ISBN 978-3-7841-3075-0.
D: 19,80 EUR,
A: 20,40 EUR.
Reihe: Jugend und Familie - 16.
Entstehungshintergrund
Eine hochwertige Arbeit des Allgemeinen Sozialen Dienstes im Sinne der AdressatInnen kann nur auf einer fach- und sachgerechten Ausstattung sowie einem zugestandenen Rahmen für eine (Weiter-)Entwicklung professioneller Kompetenzen und Haltungen basieren. Dafür eine transparente Diskussionsgrundlage zu schaffen war Ziel der vom Jugendamt Berlin Mitte angestoßenen und von der Deutschen Kinderhilfe finanziell ermöglichten Studie. Als Motivation für das anspruchsvolle Projekt wird formuliert: „Wir wollen mit der vorliegenden Studie den Mangel an finanziellen Ressourcen und an Fachkräften sichtbar machen. […] ist es uns ein Anliegen, den Kolleginnen und Kollegen in den ASD deutschlandweit eine Stimme zu geben“ (S. 3).
Autorinnen
Kathinka Beckmann ist Professorin, Thora Ehlting und Sophie Klaes sind wissenschaftliche Mitarbeiterinnen an der Hochschule Koblenz.
Aufbau
Die Studie beinhaltet neben Vorwort, Einleitung und Fazit drei Hauptkapitel:
- Die Bezirkssozialarbeit in der Jugendhilfe
- Die Bottom-up-Studie „Berufliche Realität im ASD“
- Diskussion der Ergebnisse
Inhalt
Es kommt in einer ¬- häufig von außenstehenden Professionen und Organisationen geführten – Diskussion über das Jugendamt „immer wieder zu unzutreffenden Einschätzungen hinsichtlich der Jugendamtsarbeit und mitunter auch zu wenig wertschätzenden Äußerungen ‚die Jugendämter’ betreffend“ (S. 7). Da zwar einzelne Studien zum Jugendamt vorliegen, jedoch kein umfassender Datenstand zu den Arbeitsbedingungen der ASD-Mitarbeitenden selbst besteht, soll mit der Studie Transparenz über die Strukturen und Prozesse des Allgemeinen Sozialen Dienstes (ASD) hergestellt werden, um so eine Diskussion darüber mit empirischen Daten zu unterstützen. Dies wird in der Einleitung begründet.

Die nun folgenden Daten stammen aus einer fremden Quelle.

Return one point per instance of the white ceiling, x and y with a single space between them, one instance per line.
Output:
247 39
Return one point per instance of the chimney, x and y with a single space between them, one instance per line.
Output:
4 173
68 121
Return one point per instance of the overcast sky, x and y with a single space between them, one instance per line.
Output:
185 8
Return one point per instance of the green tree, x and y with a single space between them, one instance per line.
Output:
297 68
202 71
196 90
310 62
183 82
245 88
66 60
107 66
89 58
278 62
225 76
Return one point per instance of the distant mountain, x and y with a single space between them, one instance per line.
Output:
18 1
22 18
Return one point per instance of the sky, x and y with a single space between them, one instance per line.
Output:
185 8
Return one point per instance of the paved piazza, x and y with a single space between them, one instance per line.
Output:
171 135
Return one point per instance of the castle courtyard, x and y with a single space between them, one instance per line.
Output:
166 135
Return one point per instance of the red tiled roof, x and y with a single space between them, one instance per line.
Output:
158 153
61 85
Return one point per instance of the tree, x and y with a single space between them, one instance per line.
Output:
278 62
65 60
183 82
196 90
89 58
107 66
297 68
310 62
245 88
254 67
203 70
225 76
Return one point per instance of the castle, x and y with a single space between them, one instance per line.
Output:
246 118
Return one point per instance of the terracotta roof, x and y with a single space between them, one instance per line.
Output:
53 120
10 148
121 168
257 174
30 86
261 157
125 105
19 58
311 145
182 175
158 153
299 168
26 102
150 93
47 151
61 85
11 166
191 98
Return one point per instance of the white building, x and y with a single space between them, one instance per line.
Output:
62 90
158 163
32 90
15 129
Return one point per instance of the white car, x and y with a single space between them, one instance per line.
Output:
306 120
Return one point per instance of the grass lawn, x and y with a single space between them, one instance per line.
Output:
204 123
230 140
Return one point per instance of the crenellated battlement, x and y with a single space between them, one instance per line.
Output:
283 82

Das zweite Kapitel rahmt den Untersuchungsgenstand. Dargelegt wird der Wandel des Kinder- und Jugendhilferechts hin zu einem Leistungsrecht: dem heutigen SGB VIII. In diesem Zusammenhang werden auch Quantitäten in der Kinder- und Jugendhilfelandschaft auf der Grundlage von Daten des Statistischen Bundesamtes referiert. So gibt es (Stand 2017) 563 Jugendämter in Deutschland, in denen insgesamt 45.874 Mitarbeitende, davon 13.355 im Bereich Bezirkssozialarbeit, beschäftigt sind. Das Spannungsverhältnis zwischen Hilfe und Sicherstellung des Kinderschutzes in dem letztere wirken findet eine Skizzierung. Neben dem Allgemeinen Sozialen Dienst werden die Träger der freien Jugendhilfe, unterschieden nach Trägertyp, in dem Feld verortet. Sodann erfolgen weitere Reflexionen hinsichtlich des Annahmerahmens der Studie: Die Implementierung eines Quasi-Marktes in der Kinder- und Jugendhilfe, die Öffnung für neue Leistungserbringer im Jahr 1999, einhergehend mit „organsiertem Wettbewerb“, das Kontraktmanagement und die mit der Neuen Steuerung etablierten Budgetierungen. Hierzu werden beispielsweise detailliert die Finanzierungslogik des kommunalen Haushaltes und entsprechende Auswirkungen herausgearbeitet. Als Folge wird u.a. festgestellt: „Ist das Budget für das Jugendamt zu knapp kalkuliert, droht das Spardiktat die Fachlichkeit beiseite zu drängen, was sich für das einzelne Kind durchaus katastrophal auswirken kann“ (S. 25 f.). Einen weitere Rahmung erhält die Untersuchung durch professionstheoretische Ausführungen in Verbindung mit dem Statement der Fachkräfte des ASD hinsichtlich Fremd- und Selbsteinschätzungen. In Kinderschutzdebatten gelinge es Fachkräften häufig nicht, die eigene Arbeit nach außen nachvollziehbar darzustellen: „Bis heute fehlt eine angemessene Außendarstellung der spezifischen Kompetenzen sozialpädagogischer […] Fachkräfte und damit offensichtlich die Fähigkeit, ihre Zuständigkeit in professionellen Überschneidungsprozessen gegenüber statushöheren Disziplinen durchzusetzen“ (S. 37). Diese Aussage ist sicherlich mit der in der Einleitung formulierten Feststellung, dass die Debatte über die Jugendamtsarbeit häufig von anderen Akteuren als dem Jugendamt selbst dominiert wird, zu sehen.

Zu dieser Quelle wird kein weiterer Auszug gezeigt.